Say for the natural numbers, we define addition this way:
$0 + 0 = 0$, and if $n+m = x$, then $S(n) + m = n+S(m) = S(x) $
Say we have the regular Peano axioms, except we delete the axiom of induction and add the following axiom:
$\forall n \in \mathbb{N} \exists k,l \in \mathbb{N} : n = k+l$
i.e., every natural number can be expressed as the sum of 2 natural numbers.
Conceptually, it seems to me that addition is defined on the entire domain of the naturals, as it seems we could argue the following:
We can guarantee that for any 2 numbers $n,m$ which are in a number system satisfying these axioms, that the addition of $n+m$ is defined- as because both $n$ and $m$ are, by the axiom in the second modification above, the result of addition, they are the result of repeated applications of the successor operation on $0$ ; therefore they are in the scope of the recursion contained in the addition definition.

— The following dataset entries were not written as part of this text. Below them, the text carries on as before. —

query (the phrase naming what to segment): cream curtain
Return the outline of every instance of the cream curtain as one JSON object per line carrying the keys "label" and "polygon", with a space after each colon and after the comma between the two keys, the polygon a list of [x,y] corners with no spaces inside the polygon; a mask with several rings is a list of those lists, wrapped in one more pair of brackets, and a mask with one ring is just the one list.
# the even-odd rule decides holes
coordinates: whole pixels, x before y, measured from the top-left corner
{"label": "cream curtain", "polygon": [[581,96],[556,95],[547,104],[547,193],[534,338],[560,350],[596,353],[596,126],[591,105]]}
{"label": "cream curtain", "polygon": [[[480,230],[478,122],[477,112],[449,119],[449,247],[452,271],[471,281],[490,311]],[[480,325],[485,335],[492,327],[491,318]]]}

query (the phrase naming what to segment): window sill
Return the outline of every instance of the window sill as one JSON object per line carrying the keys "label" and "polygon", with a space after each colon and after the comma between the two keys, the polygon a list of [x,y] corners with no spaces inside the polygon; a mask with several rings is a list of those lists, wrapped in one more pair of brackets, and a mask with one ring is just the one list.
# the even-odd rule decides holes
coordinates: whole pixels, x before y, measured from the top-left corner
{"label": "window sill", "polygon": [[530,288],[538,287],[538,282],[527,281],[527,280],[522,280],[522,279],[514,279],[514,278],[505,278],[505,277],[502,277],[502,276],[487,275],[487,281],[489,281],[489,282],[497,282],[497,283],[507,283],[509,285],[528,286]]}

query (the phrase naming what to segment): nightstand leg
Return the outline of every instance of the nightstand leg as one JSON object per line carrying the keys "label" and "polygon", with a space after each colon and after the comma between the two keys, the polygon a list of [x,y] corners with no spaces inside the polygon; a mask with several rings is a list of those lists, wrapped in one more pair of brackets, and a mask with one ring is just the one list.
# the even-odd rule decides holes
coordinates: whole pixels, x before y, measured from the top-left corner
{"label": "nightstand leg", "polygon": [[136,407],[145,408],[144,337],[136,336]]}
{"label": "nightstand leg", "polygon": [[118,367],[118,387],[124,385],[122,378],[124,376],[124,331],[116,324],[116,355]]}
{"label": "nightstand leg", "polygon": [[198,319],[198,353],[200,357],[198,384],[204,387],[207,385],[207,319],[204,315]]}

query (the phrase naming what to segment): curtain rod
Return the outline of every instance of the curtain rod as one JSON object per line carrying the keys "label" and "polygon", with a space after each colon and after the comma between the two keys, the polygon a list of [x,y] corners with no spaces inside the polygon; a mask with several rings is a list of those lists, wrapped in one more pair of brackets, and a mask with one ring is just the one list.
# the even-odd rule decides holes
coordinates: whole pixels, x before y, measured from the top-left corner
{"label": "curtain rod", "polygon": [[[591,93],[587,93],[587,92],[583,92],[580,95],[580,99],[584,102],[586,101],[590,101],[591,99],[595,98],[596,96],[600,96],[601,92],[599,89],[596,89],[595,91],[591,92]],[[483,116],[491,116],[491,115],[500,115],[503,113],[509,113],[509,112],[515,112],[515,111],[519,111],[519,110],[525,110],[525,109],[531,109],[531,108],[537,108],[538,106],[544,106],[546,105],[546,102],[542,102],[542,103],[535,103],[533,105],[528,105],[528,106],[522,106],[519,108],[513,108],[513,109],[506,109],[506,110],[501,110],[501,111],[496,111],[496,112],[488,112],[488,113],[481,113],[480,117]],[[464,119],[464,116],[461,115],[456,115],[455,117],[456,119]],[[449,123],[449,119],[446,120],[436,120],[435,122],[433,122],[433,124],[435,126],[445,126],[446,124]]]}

However, here some users stated that addition was not completely defined, or that the above argument I presented was fallible, in a post I made about whether these modifications are equivalent to the Peano axioms (here I merely ask about the logical propriety of this argument inasmuch as the definition of addition is concerned). I do not understand why exactly I haven't hereby specified an addition function, as it seems we could use the information both contained in the definition of addition, and in an axiom about it, to conclude a fact of it, such as that it is completely defined for the naturals. Is there something illogical here about the interplay between defining addition and having axiom about it?